Ah, thanks. That's too bad we can't limit out of the gate. Show quoted text
> Oh, that's a fail. Switched to Elastic::Search as per the example on > the meta cpan site, I think this is correct now.
Great. Show quoted text
>> > Note that this also opens up rt.cpan.org to XSS vulnerabilities >> > because $uri is unescaped.
> I've added validation into the SetDistributionBugtracker sub in order to > check that both are correct using Email::Address (this seems to be used > else where for similar) and URI. Is that good enough or do you have > something more specific in mind?

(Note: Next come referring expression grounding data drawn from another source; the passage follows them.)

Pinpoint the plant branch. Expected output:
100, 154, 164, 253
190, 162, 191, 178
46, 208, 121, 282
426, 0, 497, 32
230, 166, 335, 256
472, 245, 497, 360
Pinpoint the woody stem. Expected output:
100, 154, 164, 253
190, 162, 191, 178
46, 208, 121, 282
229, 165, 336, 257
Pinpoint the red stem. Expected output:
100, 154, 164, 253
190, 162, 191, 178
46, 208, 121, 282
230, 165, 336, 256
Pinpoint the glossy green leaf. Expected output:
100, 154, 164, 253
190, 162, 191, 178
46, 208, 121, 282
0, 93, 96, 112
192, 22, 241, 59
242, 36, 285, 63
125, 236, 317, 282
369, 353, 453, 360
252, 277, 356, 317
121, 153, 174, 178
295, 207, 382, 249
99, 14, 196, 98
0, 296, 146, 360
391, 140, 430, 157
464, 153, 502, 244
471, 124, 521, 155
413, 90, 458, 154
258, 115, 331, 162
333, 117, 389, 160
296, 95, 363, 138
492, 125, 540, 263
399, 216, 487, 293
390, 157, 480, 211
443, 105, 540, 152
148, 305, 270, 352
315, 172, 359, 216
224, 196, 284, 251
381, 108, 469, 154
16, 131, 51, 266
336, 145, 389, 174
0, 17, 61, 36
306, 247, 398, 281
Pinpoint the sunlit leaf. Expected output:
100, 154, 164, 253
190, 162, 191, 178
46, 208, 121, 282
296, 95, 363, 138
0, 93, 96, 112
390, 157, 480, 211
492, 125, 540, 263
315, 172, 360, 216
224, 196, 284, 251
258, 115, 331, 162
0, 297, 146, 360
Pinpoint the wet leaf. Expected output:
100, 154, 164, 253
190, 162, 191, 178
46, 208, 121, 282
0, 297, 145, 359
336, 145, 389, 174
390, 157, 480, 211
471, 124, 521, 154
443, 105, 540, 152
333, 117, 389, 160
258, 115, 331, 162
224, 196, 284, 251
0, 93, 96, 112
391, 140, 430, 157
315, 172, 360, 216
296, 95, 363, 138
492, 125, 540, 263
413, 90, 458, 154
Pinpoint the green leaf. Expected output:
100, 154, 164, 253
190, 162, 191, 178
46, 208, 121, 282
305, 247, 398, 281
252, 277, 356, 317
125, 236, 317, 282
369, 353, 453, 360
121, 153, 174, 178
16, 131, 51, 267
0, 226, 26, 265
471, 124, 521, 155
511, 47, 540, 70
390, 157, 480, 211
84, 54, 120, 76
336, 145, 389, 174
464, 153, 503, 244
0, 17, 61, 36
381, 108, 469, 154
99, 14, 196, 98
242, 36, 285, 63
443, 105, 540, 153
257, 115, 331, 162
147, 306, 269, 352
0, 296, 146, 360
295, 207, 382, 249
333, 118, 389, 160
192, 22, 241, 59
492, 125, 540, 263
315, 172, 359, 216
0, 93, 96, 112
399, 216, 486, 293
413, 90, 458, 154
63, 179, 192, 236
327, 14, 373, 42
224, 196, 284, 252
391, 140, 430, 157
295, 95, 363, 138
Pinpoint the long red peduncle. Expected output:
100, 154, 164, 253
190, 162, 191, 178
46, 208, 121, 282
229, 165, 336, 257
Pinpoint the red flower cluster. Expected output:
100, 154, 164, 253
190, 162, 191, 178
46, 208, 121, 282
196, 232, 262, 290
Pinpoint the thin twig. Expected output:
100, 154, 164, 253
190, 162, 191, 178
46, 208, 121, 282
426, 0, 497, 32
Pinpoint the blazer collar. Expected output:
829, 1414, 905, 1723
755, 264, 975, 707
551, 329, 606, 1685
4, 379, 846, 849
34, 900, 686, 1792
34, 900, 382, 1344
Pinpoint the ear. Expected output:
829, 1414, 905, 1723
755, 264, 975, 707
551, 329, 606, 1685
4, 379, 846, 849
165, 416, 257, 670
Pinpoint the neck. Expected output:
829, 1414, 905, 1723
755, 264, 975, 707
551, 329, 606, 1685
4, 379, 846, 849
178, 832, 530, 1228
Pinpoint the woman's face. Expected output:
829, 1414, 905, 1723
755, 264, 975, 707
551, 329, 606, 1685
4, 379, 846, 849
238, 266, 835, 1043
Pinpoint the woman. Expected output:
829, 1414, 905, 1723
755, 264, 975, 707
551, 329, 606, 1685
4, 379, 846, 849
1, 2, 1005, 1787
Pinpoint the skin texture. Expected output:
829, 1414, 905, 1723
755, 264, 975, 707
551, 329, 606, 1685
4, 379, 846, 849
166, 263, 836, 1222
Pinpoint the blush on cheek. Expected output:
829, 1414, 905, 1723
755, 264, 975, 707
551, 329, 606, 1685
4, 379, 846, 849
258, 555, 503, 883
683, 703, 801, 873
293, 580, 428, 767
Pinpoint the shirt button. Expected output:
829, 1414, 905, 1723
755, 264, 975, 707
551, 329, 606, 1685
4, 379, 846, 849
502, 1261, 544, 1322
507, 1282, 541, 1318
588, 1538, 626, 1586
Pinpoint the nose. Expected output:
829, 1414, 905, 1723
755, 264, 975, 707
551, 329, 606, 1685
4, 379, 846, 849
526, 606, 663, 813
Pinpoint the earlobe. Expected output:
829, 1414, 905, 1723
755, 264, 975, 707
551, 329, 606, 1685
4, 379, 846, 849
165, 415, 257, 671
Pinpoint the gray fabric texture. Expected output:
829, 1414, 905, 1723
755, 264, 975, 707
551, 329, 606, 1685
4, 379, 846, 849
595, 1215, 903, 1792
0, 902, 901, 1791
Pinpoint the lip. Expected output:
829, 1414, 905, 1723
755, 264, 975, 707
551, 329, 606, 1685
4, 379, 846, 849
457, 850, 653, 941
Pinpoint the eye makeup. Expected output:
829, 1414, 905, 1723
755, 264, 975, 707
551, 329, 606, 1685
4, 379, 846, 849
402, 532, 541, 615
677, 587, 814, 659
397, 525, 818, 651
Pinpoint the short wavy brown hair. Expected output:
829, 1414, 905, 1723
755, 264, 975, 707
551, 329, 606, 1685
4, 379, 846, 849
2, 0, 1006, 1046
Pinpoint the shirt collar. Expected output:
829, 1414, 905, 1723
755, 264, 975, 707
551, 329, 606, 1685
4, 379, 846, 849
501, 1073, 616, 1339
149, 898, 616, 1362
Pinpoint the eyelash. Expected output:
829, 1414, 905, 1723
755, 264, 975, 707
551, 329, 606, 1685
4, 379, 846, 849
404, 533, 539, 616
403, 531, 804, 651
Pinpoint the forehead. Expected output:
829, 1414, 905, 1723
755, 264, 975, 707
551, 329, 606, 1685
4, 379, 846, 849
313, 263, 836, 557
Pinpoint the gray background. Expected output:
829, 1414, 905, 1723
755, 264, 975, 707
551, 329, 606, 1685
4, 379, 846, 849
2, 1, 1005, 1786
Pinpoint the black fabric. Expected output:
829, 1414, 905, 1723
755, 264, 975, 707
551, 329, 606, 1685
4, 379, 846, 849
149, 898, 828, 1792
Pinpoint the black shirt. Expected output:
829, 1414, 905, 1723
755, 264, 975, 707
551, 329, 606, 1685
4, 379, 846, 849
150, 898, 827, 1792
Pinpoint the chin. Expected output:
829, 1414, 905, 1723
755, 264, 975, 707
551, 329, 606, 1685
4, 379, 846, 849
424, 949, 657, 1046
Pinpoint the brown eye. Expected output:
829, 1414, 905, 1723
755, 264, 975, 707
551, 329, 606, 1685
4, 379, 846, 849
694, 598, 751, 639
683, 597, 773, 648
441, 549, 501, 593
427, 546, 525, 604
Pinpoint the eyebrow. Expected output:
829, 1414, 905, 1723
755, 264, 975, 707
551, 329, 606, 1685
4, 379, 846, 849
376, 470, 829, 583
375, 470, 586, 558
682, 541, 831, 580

++ for the Email::Address and URI validation, but there's another underlying rendering issue: at display time you're including the "|n" flag when interpolating the web/mailto URLs. This tells Mason to not apply it's default HTML escaping, which would allow third-party HTML injection into rt.cpan.org. Removing the |n is sufficient for that. However, beyond just checking if .web parses with URI, we also need to check that it's only a http or https URI. Otherwise you can use other schemes with security problems for a website (data:, javascript:). Otherwise, this round of patches looks good! Thanks a lot for iterating on this. If you have the time, can you fix the security issues above? If not, I'll wait to apply the patches until I have time to fix them as well. Cheers, Thomas
Ian, Sorry for the long delay. I've applied your patches to CPAN2RT, RT-BugTracker, and RT-BugTracker-Public, with some minor tweaks here and there. Each repo has an alternate-bugtracker branch. The branches are on top of the rt4 branches in those extensions, which I'm using as I prepare to upgrade rt.cpan.org to RT 4 from 3.8. Eventually it'll all be merged down. In testing it out, I've noted that all of the alternate bugtracker data is loaded into memory from MetaCPAN. This makes the cpan2rt importer take upwards of 500MB of memory from the MetaCPAN data alone (skipping all other steps). In the current and soon-to-be production environments, that's a no go to be running every two hours. Hopefully down the road chewing through 500MB of RAM won't matter, but right now it does. :) I plan to rework it to be incremental and hence never load the entire dataset into memory, but I'm going to focus on the RT 4 upgrade first and then roll out the alternate bugtracker data after. This is just a status update for you. If you have the cycles to make it incremental, that'd be awesome and it would get rolled out that much sooner. Cheers, Thomas
Resolving. These branches are merged into the rt4 branch, which will be deployed on rt.cpan.org during the RT upgrade. The RT upgrade is currently in beta testing. Thanks for your work, Ian!